Nous sommes 5 et rentrons en métro après une soirée arrosée. Deux d’entre nous s’installent en milieu de wagon, les 3 autres, moi y compris un peu plus loin. Je discute avec mon voisin de gauche depuis dix bonnes minutes. Soudain, un haussement de ton à quelques mètres de moi me pousse à lever les yeux. Je cherche du regard et comprends rapidement : l’un d’entre nous, assis plus loin, est en train de se faire agresser. L’individu au ton hautement virulent s’impatiente. Je n’entends pas ce qu’ils disent, mais il se lève. Nous réfléchissons à 200 à l’heure. Que faire ? Nous lever pour nous interposer ? Ils sont 2, nous sommes 5, le calcul est vite fait. Il reste 3 stations.
Un coup d’oeil vers la main droite de l’agresseur me plonge dans une abîme d’hésitations. Il a quelque chose dedans. Un couteau ? Les souvenirs de mon agression en pleine rue à Orléans lorsque j’avais 12 ans me reviennent en plein visage. Ils étaient 8, 9, armés de couteaux à cran d’arrêt. Ils n’étaient pas plus vieux que moi, peut-être plus jeunes. Ils avaient tenté de me prendre mon argent en pleine rue, alors que ma mère était dans un magasin à 25 mètres de là. Des dizaines de passants avaient vu la scène sans bouger. A l’époque, je les avais intérieurement maudits, traités de lâches. Il reste deux stations.

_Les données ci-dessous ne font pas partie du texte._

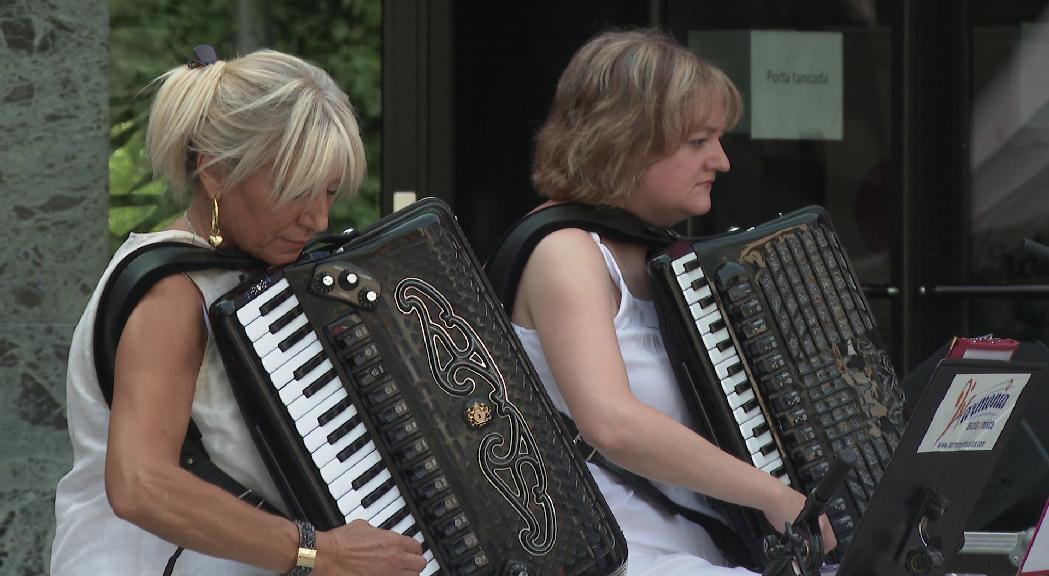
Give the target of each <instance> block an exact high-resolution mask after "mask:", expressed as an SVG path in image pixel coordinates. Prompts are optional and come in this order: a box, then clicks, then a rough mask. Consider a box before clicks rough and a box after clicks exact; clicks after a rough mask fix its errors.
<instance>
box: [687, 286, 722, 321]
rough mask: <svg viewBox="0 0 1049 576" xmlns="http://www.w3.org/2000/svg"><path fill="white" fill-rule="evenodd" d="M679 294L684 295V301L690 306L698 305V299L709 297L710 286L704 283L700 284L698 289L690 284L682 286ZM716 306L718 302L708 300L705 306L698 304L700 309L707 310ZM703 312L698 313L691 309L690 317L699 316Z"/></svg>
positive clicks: (707, 298)
mask: <svg viewBox="0 0 1049 576" xmlns="http://www.w3.org/2000/svg"><path fill="white" fill-rule="evenodd" d="M681 295H682V296H684V297H685V303H686V304H688V305H689V306H690V307H691V306H699V304H700V300H706V299H708V298H710V286H708V285H704V286H700V289H699V290H694V289H692V286H684V287H682V291H681ZM716 307H718V303H716V302H715V301H713V300H710V301H709V302H708V303H707V304H706V305H705V306H700V308H701V310H702V311H706V312H709V311H711V310H714V308H716ZM703 315H704V314H700V313H699V312H697V311H694V310H693V311H692V318H699V317H700V316H703Z"/></svg>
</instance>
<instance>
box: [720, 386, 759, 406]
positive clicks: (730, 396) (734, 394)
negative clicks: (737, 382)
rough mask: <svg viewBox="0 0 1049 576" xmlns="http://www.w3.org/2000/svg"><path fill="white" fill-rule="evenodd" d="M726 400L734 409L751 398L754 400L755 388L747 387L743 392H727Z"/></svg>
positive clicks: (739, 405)
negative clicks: (750, 387)
mask: <svg viewBox="0 0 1049 576" xmlns="http://www.w3.org/2000/svg"><path fill="white" fill-rule="evenodd" d="M725 400H728V405H729V408H730V409H732V410H734V409H736V408H738V407H740V406H743V405H744V404H746V403H748V402H750V401H751V400H754V390H752V389H750V388H747V389H746V390H744V391H743V392H742V393H735V392H732V393H730V394H726V396H725Z"/></svg>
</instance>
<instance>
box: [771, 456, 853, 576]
mask: <svg viewBox="0 0 1049 576" xmlns="http://www.w3.org/2000/svg"><path fill="white" fill-rule="evenodd" d="M856 458H857V455H856V452H855V451H854V450H852V449H851V448H847V449H844V450H842V451H841V452H839V453H838V455H837V457H836V458H834V462H832V463H831V467H830V469H828V471H827V474H825V475H823V478H822V479H821V481H819V484H818V485H817V486H816V488H815V489H814V490H813V491H812V493H810V494H809V497H808V498H806V499H805V507H804V508H801V512H800V513H799V514H798V515H797V518H795V519H794V521H793V522H790V524H788V525H786V527H785V530H784V533H783V534H780V535H779V536H778V537H777V536H774V535H769V536H767V537H766V538H765V553H766V555H767V556H768V557H769V559H770V562H769V566H768V568H766V569H765V572H763V573H762V574H763V576H818V574H819V568H820V567H821V566H822V563H823V536H822V533H821V532H820V530H819V515H820V514H822V513H823V509H825V508H827V505H828V504H830V503H831V498H833V497H834V493H835V492H836V491H837V489H838V487H839V486H840V485H841V483H842V482H844V479H845V475H847V474H848V473H849V471H850V470H852V467H853V466H855V465H856Z"/></svg>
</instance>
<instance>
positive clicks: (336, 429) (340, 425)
mask: <svg viewBox="0 0 1049 576" xmlns="http://www.w3.org/2000/svg"><path fill="white" fill-rule="evenodd" d="M360 425H361V414H354V417H352V418H350V419H349V420H347V421H346V422H343V423H342V424H340V425H339V427H338V428H336V429H335V430H331V432H329V433H328V435H327V441H328V444H335V443H336V442H338V441H339V439H341V438H342V436H344V435H346V434H348V433H349V432H350V431H351V430H352V429H354V428H357V427H358V426H360Z"/></svg>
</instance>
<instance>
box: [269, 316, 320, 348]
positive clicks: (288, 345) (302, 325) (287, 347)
mask: <svg viewBox="0 0 1049 576" xmlns="http://www.w3.org/2000/svg"><path fill="white" fill-rule="evenodd" d="M313 329H314V328H312V327H311V326H309V323H308V322H306V323H305V324H303V325H301V326H299V329H297V330H295V332H293V333H292V334H291V335H288V337H287V338H285V339H283V340H282V341H281V342H280V344H277V347H278V348H280V351H287V348H291V347H292V346H294V345H295V344H296V343H297V342H298V341H299V340H302V339H303V338H305V337H306V335H307V334H309V333H311V332H313Z"/></svg>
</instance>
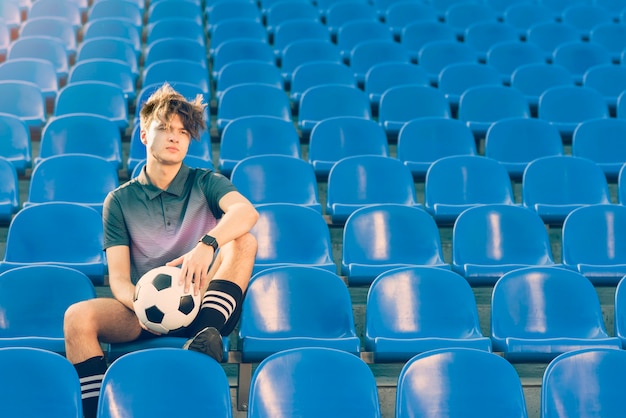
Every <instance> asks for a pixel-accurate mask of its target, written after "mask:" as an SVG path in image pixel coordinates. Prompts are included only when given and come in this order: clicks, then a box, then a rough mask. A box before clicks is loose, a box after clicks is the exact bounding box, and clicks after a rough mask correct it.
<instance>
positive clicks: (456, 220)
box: [452, 204, 554, 274]
mask: <svg viewBox="0 0 626 418" xmlns="http://www.w3.org/2000/svg"><path fill="white" fill-rule="evenodd" d="M553 263H554V259H553V256H552V249H551V247H550V240H549V238H548V233H547V231H546V228H545V226H544V223H543V221H542V220H541V218H540V217H539V215H537V213H536V212H533V211H531V210H530V209H527V208H524V207H520V206H516V205H500V204H498V205H483V206H475V207H472V208H469V209H467V210H465V211H464V212H462V213H461V214H460V215H459V216H458V218H457V220H456V223H455V224H454V230H453V236H452V267H453V269H455V271H457V272H460V273H462V274H464V268H463V266H464V265H465V264H470V265H484V266H489V265H501V264H504V265H507V264H508V265H516V264H517V265H520V264H522V265H523V264H528V265H544V264H553Z"/></svg>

À cet instant, c’est moi le lâche. Je vois mon pote se prendre des claques, et je bouillonne. Je vois bien que lui aussi est au bord d’en allonger une au type debout. Mais l’idée d’un couteau me fige. Et le pote de l’autre gars, qui si nous nous interposons, arrivera de derrière, a-t’il une arme lui aussi ? Il reste une station.
Ce n’est pas un couteau. C’est une bombe lacrymogène. Ce n’est pas beaucoup mieux. Mais ce n’est pas un couteau. Si nous nous levons, il y aura baston, c’est sûr. Ce n’est pas un couteau. S’en persuader. Et l’autre là, il va se lever pour défendre son pote, ou pas ? On va se battre à 10 secondes de l’arrivée à la station ? Nous nous levons. Ce n’est pas un couteau. Difficile de s’autopersuader quand on a tellement peur du contraire. L’autre gars se lève. L’agresseur, occupé à s’acharner sur mon pote, nous remarque à peine. Nous arrivons à la station. Mon pote se sera pris quelques claques, des insultes, et aura réussi à se contenir. Je l’admire. Y serais-je parvenu, en de telles circonstances ? Je n’ose rien dire. J’ai honte de moi-même. Il n’avait pas de couteau. Pourquoi j’y suis pas allé ? Parce que j’ai bu ? C’est pas censé rendre les gens plus agressifs, ça ?
Voilà. Je me sens con. Je me sens mal. Je suis profondément désolé. C’est con, mais je ne trouve rien d’autre à dire.